Лукия молча накрыла стол чистой скатертью, поставила солонку и положила хлеб и нож на стол. Яким, перекрестясь, начал резать хлеб на тонкие куски, сначала сделав ножом крест на хлебе. Богу помоляся, [села] за стол Марта, а Лукия стала наливать борщ в миску.
Заяц на беду свою выскочил из хутора в поле в то самое время, как Яким затворял калитку и желал охотникам доброго полеванья. Охотники, увидя косого врага своего, закричали: ату его! и помчалися вслед за борзыми. Только снежная пыль поднялася.
Один охотник, проскакав немного, отстал от товарищей, остановил коня, постоял недолго, как бы раздумывая о чем-то, потом махнул нагайкою и поворотил коня по направлению к Ромодановскому шляху.
Охотник этот был молодой корнет, которого мы видели в хате пьющего водку стаканом. Но это в сторону: можно и водку пить и честным быть. Одно другому не мешает. Молодому корнету, как кажется, вино (а может быть, и воспитание) помешало быть честным (потому что он по породе — благородный).
Долго он ехал молча, как бы погрузясь в думу. О чем же он думал, сей благородный юноша? Верно, он вспомнил прошлое, былое; верно, он вспомнил свой проступок перед простою крестьянкою — и совесть мучит молодую и уже испорченную душу.
Ничего не бывало! Он по временам говорил сам с собою вот что:
— Фу ты, черт ее побери, как она после родов по хорошела! Просто бель фам! (Молчание.) Жаль, не видал мальчугана, а должен быть прехорошенький. Я помню его глазенки, совершенно как у нее. (Опять молчание.) А что, если на досуге начать снова? Да леко, черт возьми, ездить — верст тридцать по крайней мере! А чертовски похорошела! И зачем она, дура, бежала из своего села? Смеются… Эка важность! По смеются, да и перестанут. (Опять молчание.) Ба! Превосходная идея! Эскадрон один в этих двух селах! Решено! Жертвую Мурзою ротмистру, пускай меня переведет в третий взвод, а он квартирует в этом селе, как бишь его, — Гурта, Бурта, что ли? Браво! Превосходная мысль! Я тогда могу бывать каждый день на хуторе. Превосходно. Ну, моя чернобровая Лукеюшка, закутим! Вспомним прежнее, былое! Марш, нечего долго раздумывать! — И он пустился в галоп.

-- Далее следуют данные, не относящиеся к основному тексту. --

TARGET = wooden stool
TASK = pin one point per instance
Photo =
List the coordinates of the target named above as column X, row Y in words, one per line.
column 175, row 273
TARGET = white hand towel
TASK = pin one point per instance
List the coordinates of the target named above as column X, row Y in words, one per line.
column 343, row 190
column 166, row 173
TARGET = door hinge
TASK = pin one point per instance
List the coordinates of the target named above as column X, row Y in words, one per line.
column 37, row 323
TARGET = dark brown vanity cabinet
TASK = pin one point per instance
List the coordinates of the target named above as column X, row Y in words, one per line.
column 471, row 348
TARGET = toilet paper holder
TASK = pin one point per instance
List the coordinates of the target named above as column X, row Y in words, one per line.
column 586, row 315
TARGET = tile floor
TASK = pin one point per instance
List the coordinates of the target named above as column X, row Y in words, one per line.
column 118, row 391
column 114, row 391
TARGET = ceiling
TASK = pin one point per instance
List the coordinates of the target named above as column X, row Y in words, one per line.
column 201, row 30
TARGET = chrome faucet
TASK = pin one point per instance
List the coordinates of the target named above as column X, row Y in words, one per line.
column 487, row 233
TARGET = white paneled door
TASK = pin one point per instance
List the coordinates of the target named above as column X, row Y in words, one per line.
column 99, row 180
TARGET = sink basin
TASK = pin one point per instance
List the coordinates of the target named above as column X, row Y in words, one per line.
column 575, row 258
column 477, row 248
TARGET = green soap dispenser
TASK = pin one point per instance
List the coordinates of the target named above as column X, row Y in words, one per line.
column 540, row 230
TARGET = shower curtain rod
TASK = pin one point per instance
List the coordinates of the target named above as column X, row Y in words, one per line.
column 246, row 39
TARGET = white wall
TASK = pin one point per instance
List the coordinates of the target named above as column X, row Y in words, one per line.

Проскакав версты две, он дал лошади перевести дух и опять заговорил:
— Хорошо! А как же я расстануся с братьями-разбойниками? Ведь день-другой, пожалуй, неделю можно поесть рябчиков, а там захочется и куропатки! Впрочем, я могу каждую неделю по крайней мере навещать свою удалую братию один раз. Оно будет и разнообразнее и, следовательно, интереснее. Решено! Ведь в этих случаях жертва необходима! Неси меня, мой борзый конь.